Adofo-Mensah balked, stayed to his strategy, and constructed a roster that helped Sam Darnold of all people go 14-3 and (kinda) challenge the Lions for the NFC North title. The Lions ultimately took home the division and the Vikings lost to the Rams in the Wild Card Round. But while Los Angeles is debating whether to trade Cooper Kupp and Stafford, the Vikings have $58 million in cap space heading into the offseason.
That doesn’t mean the Vikings completely sat on their hands. Minnesota made a pair of aggressive moves in last year’s draft to acquire J.J. McCarthy and Dallas Turner. McCarthy is set to take over for Darnold as soon as next season, while Turner had a pseudo-redshirt year, learning behind Pro Bowl pass rushers Andrew Van Ginkel and Jonathan Greenard.
Both McCarthy and Turner are under control for multiple years and the Vikings can build around them, ultimately giving them multiple cracks at the Super Bowl.
I know what you’re thinking: The Lions beat the Vikings. Twice. By the time they play again, it may have been three years since the Vikings beat the Lions. This is all understandable. But what if you looked at the team that did win the Super Bowl?
The Philadelphia Eagles have been guided by a similar philosophy. Sure, Howie Roseman went on a free-agent binge that loaded up the roster around Jalen Hurts’s contract to lead them to the Super Bowl in 2022. But when they lost to the Kansas City Chiefs, it wasn’t the end of the world.
Roseman kept acquiring draft picks and used them to acquire controllable talent. A large chunk of his work was done before they went to the Super Bowl, trading Carson Wentz to the Indianapolis Colts. Through subsequent moves, the Eagles traded for DeVonta Smith, Jalen Carter, and Cooper DeJean in the draft, with enough draft capital left over to swing a deal for A.J. Brown.
Acquiring Brown, in most cases, would feel like a “Full Rams” move. But it wasn’t, due to the strength of Roseman’s drafting and roster construction. The finished product showed up to the Super Bowl on Sunday and beat the tar out of Patrick Mahomes, claiming their second championship in the past eight years.

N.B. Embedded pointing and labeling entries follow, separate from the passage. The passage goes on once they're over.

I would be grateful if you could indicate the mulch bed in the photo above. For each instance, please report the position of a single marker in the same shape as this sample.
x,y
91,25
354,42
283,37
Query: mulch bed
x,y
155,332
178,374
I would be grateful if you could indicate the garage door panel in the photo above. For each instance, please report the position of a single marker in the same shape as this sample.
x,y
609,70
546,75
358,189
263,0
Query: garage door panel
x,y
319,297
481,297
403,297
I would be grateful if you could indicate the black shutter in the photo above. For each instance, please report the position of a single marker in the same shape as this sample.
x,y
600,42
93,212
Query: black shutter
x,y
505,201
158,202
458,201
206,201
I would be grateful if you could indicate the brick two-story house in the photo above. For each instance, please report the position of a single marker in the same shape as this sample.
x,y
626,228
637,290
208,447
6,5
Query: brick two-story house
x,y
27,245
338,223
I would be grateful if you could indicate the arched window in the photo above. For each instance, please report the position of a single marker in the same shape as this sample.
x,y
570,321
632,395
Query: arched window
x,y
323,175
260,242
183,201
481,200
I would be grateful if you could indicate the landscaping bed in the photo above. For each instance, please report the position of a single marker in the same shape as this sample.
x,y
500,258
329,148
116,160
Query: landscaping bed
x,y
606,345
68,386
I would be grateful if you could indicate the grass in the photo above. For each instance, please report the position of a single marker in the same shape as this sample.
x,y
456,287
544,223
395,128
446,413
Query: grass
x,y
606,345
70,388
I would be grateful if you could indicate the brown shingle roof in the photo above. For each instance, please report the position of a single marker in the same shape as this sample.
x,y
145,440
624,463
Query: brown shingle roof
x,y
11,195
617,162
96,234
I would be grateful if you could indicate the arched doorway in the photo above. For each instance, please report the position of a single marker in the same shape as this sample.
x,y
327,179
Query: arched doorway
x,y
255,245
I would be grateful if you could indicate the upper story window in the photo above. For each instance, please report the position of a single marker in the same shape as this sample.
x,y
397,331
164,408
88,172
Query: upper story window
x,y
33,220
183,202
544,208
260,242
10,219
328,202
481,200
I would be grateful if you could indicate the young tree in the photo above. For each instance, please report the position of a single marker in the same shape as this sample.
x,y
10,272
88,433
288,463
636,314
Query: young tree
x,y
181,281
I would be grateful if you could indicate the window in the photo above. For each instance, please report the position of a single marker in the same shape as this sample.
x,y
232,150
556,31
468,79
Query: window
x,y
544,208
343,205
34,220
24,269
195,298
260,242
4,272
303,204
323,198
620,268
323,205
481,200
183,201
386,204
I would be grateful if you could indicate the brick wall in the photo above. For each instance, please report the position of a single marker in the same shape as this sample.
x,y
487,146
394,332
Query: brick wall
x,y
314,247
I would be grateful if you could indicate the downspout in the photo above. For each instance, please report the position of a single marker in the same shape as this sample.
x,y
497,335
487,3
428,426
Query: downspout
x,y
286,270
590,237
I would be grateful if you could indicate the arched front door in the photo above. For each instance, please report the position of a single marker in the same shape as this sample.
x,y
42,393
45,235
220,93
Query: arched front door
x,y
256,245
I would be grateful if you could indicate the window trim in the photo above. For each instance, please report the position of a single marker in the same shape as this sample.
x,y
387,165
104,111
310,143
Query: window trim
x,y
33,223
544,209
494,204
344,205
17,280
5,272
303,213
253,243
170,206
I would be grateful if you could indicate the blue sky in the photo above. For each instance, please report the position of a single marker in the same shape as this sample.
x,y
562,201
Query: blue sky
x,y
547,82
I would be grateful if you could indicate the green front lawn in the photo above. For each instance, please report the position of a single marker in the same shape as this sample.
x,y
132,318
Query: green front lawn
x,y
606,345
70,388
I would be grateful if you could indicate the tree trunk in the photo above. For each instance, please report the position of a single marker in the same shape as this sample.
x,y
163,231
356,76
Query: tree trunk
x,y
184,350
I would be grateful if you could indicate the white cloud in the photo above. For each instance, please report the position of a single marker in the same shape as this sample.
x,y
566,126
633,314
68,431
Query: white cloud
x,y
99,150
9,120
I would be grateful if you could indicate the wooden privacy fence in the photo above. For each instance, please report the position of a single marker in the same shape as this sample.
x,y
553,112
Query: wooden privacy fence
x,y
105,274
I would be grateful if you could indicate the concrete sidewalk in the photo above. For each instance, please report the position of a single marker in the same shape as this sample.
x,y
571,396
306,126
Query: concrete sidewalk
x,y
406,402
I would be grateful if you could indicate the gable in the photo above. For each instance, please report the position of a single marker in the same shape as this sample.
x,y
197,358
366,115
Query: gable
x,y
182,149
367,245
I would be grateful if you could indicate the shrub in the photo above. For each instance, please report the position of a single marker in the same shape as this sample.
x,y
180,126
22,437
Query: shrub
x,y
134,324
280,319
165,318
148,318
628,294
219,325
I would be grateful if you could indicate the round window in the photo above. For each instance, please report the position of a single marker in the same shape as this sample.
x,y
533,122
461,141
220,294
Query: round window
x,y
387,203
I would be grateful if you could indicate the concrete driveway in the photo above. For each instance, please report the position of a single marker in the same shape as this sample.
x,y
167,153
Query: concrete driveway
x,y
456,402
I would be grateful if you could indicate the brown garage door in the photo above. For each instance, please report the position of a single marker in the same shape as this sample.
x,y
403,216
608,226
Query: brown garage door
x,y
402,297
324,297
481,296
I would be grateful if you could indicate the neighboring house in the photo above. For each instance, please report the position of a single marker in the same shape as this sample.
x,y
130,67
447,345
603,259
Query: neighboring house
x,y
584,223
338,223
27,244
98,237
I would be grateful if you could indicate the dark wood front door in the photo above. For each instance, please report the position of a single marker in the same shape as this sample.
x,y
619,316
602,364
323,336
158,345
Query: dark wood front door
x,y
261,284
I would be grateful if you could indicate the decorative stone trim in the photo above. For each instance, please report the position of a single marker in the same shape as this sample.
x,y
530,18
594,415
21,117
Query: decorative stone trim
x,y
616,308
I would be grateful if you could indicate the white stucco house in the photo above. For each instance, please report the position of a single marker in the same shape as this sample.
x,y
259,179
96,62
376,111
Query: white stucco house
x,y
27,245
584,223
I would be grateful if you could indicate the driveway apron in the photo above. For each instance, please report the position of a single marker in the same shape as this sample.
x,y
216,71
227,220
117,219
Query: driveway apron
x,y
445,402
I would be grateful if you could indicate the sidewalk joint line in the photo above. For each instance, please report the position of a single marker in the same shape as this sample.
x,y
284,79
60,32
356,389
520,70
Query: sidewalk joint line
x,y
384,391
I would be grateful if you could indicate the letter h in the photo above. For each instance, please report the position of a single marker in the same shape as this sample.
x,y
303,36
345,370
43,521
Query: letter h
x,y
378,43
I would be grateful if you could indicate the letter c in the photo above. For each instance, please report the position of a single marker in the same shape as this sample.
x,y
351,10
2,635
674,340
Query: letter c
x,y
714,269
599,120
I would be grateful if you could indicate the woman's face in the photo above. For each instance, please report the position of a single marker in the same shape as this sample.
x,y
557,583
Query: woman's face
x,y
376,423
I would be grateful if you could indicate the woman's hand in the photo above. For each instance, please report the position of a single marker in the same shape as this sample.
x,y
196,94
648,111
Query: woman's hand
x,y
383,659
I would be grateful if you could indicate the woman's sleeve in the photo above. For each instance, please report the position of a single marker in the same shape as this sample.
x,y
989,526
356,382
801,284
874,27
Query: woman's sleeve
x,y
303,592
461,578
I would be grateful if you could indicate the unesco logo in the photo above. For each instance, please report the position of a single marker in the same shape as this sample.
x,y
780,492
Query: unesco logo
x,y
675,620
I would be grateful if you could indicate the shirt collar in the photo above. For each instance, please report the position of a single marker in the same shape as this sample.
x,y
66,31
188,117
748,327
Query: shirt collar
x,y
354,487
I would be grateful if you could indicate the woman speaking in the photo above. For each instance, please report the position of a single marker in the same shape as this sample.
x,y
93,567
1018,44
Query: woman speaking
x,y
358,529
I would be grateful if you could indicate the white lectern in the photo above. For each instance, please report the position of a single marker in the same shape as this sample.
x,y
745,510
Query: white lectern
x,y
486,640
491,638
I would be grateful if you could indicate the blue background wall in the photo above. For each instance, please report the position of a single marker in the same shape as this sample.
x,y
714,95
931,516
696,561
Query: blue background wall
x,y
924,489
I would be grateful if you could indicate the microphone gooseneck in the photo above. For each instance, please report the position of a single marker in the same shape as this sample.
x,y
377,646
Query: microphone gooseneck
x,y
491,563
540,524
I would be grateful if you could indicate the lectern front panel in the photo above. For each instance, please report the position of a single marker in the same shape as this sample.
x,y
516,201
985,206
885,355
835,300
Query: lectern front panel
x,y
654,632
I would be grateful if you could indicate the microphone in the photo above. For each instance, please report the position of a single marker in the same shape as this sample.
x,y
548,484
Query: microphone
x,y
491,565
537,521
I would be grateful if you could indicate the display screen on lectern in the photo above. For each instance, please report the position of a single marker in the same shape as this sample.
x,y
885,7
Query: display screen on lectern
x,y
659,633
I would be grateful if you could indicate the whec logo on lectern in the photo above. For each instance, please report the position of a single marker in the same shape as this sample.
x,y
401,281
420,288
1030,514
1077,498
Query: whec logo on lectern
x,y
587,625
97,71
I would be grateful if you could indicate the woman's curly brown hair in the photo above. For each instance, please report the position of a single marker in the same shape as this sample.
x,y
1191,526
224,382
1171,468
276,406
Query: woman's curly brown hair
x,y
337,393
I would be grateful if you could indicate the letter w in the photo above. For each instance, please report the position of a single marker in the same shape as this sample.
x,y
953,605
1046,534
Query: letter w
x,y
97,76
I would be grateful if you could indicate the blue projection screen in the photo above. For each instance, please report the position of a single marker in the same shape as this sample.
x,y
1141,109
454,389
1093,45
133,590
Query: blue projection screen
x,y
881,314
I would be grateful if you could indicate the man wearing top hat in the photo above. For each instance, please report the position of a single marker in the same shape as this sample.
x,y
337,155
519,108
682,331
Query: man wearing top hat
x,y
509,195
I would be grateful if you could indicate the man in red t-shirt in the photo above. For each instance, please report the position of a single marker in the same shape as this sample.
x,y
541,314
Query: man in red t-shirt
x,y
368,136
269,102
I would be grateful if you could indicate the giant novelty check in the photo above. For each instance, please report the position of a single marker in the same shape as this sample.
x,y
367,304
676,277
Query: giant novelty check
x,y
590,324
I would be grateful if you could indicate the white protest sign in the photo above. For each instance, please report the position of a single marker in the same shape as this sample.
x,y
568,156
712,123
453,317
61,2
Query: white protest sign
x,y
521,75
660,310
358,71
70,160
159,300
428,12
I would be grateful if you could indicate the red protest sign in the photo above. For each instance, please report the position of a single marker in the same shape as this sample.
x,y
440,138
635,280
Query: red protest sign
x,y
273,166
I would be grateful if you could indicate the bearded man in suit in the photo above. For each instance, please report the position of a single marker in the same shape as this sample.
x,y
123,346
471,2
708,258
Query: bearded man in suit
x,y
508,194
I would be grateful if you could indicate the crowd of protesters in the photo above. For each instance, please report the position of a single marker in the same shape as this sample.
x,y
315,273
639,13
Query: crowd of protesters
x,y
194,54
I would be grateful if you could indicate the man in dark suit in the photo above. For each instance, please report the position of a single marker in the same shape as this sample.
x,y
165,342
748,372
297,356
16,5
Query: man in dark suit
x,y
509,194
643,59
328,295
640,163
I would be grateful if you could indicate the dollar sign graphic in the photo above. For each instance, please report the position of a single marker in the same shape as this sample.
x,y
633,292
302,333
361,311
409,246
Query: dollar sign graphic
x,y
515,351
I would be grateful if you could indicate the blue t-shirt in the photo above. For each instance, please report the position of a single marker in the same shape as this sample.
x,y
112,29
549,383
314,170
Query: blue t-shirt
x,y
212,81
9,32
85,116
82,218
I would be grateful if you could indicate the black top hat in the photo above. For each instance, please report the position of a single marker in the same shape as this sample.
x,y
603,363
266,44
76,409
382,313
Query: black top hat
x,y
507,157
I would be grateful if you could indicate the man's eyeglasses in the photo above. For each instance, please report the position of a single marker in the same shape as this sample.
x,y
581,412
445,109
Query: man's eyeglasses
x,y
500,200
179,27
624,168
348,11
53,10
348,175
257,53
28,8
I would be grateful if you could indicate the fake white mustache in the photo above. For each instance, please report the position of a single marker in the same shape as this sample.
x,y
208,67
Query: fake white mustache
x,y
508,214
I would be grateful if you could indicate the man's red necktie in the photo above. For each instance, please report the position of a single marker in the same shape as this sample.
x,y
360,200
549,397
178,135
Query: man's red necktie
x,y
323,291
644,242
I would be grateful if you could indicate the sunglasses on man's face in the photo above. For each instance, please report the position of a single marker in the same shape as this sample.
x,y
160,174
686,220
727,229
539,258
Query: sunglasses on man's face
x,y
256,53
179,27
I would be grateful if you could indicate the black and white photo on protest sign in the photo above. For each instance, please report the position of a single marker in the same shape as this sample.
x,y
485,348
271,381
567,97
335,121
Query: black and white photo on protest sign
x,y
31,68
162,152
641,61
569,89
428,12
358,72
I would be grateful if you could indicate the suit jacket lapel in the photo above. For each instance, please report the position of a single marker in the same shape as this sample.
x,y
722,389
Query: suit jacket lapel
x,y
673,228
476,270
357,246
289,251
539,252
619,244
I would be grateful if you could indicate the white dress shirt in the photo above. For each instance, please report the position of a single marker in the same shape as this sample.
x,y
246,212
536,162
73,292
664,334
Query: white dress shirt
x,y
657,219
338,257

The Eagles haven’t been perfect during that timeframe, but they’ve been in the mix just about every year, turning each season into just one piece of a long game. It’s different from the Rams, who were a dropped interception in the 2021 NFC Championship Game away from coming up empty-handed and were closer to “in the hunt” than “legitimate Super Bowl contender” for most seasons in the Stafford Era, despite making the playoffs in 2024.
The Lions are on that track now, after trading Stafford to the Rams and using that trade to acquire Jared Goff, Ifeatu Melifonwu, Jahmyr Gibbs, Jameson Williams, Josh Paschal, Sam LaPorta and Brodric Martin after a series of trades. It could make it worth going after Garrett in an “all-in” move, but the NFL salary cap requires teams to rebuild and reload eventually. Unless you have Mahomes, this is how you win a championship, and it’s why the Lions should heed the warning of their rival.